Read here the AW Book Forum Presentation on The Land Is Not Empty: Following Jesus in Dismantling the Doctrine of Discovery by Sarah Augustine

Concluding response by Sarah Augustine

My journey struggling for liberation with Indigenous Peoples began in the rainforest of Suriname. In this context, I struggled alongside multiple tribes facing removal, disease, and death. Their traditional homelands contain wealth: gold, bauxite, biodiversity, and other assets, and that wealth the powerful covet. Beneficiaries create laws and policies that ease resource exploration and extraction, while the original caretakers of the earth hold no rights. This is also my story, and the story of my ancestors.

Organizing within the World Council of Churches from 2011-2014 afforded me the opportunity to hear, collaborate and conspire with Indigenous peoples around the globe.

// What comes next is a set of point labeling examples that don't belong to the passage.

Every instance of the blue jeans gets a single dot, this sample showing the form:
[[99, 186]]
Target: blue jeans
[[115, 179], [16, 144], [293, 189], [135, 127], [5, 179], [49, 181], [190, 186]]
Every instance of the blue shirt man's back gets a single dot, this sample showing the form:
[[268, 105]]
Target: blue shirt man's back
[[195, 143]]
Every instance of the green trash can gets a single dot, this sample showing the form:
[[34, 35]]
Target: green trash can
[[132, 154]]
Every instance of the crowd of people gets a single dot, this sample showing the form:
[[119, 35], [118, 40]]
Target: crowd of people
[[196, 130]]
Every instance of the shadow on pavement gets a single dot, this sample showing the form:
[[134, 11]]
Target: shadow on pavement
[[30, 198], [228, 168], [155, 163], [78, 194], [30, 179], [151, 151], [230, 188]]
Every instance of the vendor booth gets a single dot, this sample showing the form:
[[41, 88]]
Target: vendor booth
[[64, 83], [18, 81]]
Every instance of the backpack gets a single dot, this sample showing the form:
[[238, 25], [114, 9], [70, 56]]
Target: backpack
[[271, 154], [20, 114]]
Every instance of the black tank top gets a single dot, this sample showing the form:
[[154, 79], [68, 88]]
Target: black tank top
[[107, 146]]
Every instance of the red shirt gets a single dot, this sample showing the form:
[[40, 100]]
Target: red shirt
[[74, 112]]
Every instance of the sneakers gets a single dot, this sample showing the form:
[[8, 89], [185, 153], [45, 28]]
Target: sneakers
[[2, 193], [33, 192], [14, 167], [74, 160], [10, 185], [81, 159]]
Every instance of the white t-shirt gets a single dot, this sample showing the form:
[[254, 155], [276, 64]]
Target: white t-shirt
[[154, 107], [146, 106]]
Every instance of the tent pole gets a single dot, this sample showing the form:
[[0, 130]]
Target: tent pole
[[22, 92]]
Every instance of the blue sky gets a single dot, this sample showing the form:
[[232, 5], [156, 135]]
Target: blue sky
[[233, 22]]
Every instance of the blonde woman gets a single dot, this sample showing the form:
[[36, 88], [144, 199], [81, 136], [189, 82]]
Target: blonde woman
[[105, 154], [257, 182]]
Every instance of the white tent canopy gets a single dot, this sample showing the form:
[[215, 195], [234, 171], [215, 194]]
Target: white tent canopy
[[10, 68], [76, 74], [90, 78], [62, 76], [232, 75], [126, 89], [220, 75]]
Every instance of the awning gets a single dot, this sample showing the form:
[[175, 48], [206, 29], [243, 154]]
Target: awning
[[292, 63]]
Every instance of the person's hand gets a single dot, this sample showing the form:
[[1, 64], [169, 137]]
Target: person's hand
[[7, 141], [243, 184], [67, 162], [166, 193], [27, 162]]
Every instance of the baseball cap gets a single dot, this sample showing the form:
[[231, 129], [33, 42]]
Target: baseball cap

Christians from the Dominant culture I met while speaking across Europe and the United States often responded that the Doctrine of Discovery is “abstract” and “difficult to unpack.”  By contrast, Indigenous and vulnerable peoples in the global south as well as in Europe and North America understood it immediately. Every story shared with me was another version of my own – removal from homelands; militarization and pollution of traditional territories; demonization of traditional language, culture, and spirituality. Every people I met was a people in crisis, many on the verge of extinction. Some had been resisting and surviving colonial forces for centuries; others were newly encountering colonization due to oil and mineral prospecting. But consistently, the stories shared with me were the same. Indigenous Peoples I collaborate with today are committed land and water protectors, while they simultaneously face structural and military violence, segregation, institutional racism, disease, and even death.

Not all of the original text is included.